SELECT DISTINCT species_id
FROM surveys;

-- Return distinct pairs
SELECT DISTINCT year, species_id
FROM surveys;

Calculate values

-- Convert kg to g
SELECT plot_id, species_id, weight/1000
FROM surveys;

SQL databases have functions

SELECT plot_id, species_id, ROUND(weight/1000, 2)
FROM surveys;

Filtering

Filter by a criterion

SELECT *
FROM surveys
WHERE species_id='DM';

SELECT *
FROM surveys
WHERE year >= 2000;

Combine criteria with booleans

SELECT *
FROM surveys
WHERE (year >= 2000) AND (species_id = 'DM');

SELECT *
FROM surveys
WHERE (species_id = 'DM') OR (species_id = 'DO') OR (species_id = 'DS');

Challenge 1

Get all of the individuals in Plot 1 that weighed more than 75 grams, telling us the date, species id code, and weight (in kg).

Building complex queries

Use sets ("tuples") to condense criteria.

SELECT *
FROM surveys
WHERE (year >= 2000) AND (species_id IN ('DM', 'DO', 'DS'));

Sorting

Sort by a column value

SELECT *
FROM species
ORDER BY taxa ASC;

Descending sort

SELECT *
FROM species
ORDER BY taxa DESC;

Nested sort

SELECT *
FROM species
ORDER BY genus ASC, species ASC;

Challenge 2

Write a query that returns year, species_id, and weight in kg from the surveys table, sorted with the largest weights at the top.

Order of execution

Queries are pipelines

Aggregating and grouping data (i.e. reporting)

COUNT

SELECT COUNT(*)
FROM surveys;

-- SELECT only returns non-NULL results
SELECT COUNT(weight), AVG(weight)
FROM surveys;

Challenge 3

Write a query that returns the total weight, average weight, minimum and maximum weights for all animals caught over the duration of the survey.
Modify it so that it outputs these values only for weights between 5 and 10.
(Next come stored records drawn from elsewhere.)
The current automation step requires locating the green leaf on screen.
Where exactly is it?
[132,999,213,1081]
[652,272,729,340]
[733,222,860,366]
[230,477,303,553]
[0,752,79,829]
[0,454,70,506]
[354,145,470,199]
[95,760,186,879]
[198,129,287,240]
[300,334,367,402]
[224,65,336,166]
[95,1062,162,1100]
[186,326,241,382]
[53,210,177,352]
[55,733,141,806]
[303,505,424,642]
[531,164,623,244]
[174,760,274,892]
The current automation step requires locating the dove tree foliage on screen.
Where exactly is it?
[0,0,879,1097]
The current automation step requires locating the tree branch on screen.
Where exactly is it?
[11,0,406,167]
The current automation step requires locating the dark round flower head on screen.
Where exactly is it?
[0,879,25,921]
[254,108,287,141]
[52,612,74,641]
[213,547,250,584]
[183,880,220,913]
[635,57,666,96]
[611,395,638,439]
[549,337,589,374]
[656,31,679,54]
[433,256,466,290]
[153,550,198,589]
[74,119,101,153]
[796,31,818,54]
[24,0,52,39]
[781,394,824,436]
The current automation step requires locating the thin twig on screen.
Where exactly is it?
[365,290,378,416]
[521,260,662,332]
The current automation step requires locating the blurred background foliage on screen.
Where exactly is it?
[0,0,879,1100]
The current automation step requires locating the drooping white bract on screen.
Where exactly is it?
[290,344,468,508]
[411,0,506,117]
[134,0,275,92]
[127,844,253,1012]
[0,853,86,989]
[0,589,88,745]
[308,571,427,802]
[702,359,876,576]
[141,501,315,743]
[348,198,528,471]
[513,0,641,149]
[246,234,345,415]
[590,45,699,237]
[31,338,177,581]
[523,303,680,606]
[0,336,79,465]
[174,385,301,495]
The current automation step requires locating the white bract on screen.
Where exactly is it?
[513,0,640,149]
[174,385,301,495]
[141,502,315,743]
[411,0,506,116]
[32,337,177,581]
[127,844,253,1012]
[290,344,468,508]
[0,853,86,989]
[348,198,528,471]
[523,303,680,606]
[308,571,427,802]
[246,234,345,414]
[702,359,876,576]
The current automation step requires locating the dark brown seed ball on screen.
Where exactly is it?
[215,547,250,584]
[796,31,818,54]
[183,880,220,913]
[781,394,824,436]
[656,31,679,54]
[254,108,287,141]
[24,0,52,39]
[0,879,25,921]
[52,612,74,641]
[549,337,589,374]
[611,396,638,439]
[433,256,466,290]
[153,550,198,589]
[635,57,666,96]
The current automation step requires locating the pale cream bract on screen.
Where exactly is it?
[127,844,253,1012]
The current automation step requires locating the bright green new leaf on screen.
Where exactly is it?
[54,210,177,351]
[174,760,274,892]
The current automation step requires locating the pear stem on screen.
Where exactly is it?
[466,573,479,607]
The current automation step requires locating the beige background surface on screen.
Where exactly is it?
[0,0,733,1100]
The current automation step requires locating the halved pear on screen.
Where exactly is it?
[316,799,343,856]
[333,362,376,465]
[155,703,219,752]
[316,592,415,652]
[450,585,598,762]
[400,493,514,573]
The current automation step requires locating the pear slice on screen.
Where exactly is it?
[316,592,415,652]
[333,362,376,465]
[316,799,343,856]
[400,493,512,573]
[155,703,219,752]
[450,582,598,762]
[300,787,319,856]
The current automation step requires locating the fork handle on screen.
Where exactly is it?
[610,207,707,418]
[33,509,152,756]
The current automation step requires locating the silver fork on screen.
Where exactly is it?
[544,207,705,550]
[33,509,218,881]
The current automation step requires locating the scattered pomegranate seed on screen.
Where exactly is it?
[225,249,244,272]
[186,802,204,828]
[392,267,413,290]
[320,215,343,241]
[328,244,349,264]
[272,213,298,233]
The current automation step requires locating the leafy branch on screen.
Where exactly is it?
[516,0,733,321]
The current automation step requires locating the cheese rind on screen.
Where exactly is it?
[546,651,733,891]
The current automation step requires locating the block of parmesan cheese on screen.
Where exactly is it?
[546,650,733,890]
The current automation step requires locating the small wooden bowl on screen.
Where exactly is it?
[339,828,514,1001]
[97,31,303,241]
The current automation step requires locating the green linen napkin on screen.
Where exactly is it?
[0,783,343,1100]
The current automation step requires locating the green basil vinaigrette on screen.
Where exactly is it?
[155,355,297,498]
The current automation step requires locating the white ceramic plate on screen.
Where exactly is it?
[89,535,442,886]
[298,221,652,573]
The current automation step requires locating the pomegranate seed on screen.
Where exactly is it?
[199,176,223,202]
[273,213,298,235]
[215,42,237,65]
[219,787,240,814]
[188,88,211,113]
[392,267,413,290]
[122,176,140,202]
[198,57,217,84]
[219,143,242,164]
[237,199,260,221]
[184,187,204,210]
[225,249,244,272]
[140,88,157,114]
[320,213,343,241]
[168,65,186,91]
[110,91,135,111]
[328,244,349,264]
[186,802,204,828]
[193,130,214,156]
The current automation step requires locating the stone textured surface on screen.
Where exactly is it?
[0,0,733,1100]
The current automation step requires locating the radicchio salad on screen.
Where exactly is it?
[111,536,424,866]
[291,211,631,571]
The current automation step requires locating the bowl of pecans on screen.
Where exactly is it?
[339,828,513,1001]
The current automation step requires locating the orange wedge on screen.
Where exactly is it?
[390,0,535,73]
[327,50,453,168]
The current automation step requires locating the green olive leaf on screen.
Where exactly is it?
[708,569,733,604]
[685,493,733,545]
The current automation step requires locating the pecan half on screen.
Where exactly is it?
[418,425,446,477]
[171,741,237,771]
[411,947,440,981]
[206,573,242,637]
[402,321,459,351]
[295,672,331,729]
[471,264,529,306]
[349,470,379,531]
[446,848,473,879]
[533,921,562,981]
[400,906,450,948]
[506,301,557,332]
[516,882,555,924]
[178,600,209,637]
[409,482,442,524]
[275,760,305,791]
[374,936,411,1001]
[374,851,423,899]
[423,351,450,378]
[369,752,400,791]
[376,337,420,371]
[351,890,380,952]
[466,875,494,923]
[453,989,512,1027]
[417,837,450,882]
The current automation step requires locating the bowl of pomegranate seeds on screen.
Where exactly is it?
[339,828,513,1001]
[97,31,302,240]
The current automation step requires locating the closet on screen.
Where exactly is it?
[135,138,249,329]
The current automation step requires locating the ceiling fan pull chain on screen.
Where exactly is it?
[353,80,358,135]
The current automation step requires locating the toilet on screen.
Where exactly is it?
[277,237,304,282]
GROUP BY (i.e. summarize, pivot table)

Aggregate using GROUP BY

SELECT species_id, COUNT(*)
FROM surveys
GROUP BY species_id;

Group by multiple nested fields

SELECT year, species_id, COUNT(*), AVG(weight)
FROM surveys
GROUP BY year, species_id;

Ordering aggregated results

SELECT species_id, COUNT(*)
FROM surveys
GROUP BY species_id
ORDER BY COUNT(species_id) DESC;

Aliases

Create temporary variable names for future use. This will be useful later when we have to work with multiple tables.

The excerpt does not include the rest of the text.